La sindrome di Münchhausen sembrerebbe ribaltare questi luoghi comune. Ecco uno dei motivi per i quali si fatica a comprenderla. Eppure, questa patologia non denota una sorta d’attrazione verso il concetto di malattia. Né il semplice bisogno di sentirsi curati/e. Sovente, i soggetti affetti sono caratterizzati da uno o più disturbi della personalità. Non è raro che qualcuno di loro abbia alle spalle traumi pregressi. Magari non ancora accettati e superati. La depressione, inoltre, può considerarsi una sorta di cliché tra tali pazienti. È fondamentale tenere a mente che non siamo di fronte a soggetti che agiscono con malignità o per cattiveria. Piuttosto, si tratta di persone fragili. Perciò, è bene trattarle come tali.
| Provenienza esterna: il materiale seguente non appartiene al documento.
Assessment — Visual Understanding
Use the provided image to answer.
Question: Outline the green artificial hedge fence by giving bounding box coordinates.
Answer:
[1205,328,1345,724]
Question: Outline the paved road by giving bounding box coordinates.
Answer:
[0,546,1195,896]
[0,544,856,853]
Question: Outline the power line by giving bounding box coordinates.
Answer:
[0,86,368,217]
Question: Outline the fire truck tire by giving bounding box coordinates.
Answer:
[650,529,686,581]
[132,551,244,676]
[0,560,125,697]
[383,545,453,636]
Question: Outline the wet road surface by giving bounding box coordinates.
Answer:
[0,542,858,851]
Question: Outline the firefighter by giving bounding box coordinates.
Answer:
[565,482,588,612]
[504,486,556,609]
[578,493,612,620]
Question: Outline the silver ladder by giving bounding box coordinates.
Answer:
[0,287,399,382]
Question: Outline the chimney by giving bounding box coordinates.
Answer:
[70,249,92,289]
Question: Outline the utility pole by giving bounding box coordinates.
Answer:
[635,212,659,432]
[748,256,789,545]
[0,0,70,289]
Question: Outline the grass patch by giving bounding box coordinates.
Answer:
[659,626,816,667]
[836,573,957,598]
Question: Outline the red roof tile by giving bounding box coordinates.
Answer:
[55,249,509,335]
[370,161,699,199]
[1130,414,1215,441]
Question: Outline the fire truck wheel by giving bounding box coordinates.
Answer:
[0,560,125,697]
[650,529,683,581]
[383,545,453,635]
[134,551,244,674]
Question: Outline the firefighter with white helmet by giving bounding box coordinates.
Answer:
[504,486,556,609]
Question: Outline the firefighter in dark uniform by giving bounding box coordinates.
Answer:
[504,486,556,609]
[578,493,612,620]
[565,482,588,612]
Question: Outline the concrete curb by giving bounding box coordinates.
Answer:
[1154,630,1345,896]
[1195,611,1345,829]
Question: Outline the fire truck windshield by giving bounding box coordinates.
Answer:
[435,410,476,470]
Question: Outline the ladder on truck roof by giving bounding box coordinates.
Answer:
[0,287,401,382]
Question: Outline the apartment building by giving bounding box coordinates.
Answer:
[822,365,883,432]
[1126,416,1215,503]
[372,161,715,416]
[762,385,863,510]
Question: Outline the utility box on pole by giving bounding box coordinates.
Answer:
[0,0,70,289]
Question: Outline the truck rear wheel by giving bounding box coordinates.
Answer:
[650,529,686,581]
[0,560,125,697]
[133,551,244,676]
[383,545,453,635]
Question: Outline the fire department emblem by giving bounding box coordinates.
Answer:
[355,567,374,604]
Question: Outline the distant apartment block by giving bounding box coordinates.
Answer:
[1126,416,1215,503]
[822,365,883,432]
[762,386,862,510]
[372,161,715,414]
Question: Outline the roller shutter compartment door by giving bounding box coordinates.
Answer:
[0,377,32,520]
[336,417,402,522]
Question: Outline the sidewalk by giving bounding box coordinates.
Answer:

Sindrome di Münchhausen: una possibile terapia

Psichiatri/e e psicologhi/e concordano sul fatto che non sia semplice definire una terapia. Non esistono farmaci che possano curare la sindrome di Münchhausen. A livello farmacologico non si può che intervenire sulle possibili radici della stessa. Al contrario, diverso è il quadro per quanto riguarda la psicoterapia. C’è chi ritiene che anche quest’ultima sia piuttosto inefficace. Eppure, qualche esperto/a la pensa diversamente. Un percorso psicoterapico può risultare utile al fine di scorgere le origini del problema. Procedendo dunque a districare quei nodi che affliggono mente e corpo. Non è altresì da sottovalutare la maniera con la quale ci si rivolge al/alla paziente. Vietato colpevolizzare. Nessuno è reo/a delle proprie patologie. Nessuna patologia può dirsi volontaria. L’apparente volontà che contraddistingue la sindrome di Münchhausen non è altro che il sintomo di una problematica psichica. Dunque, la procedura corretta consiste nel rendere consapevole il soggetto colpito. Senza alcun tipo di giudizio o tono alterato. È fondamentale ascoltare. Comprendere. Aiutare. Tenendo a mente che ogni essere umano di questa Terra è meritevole di un’ancora di salvezza.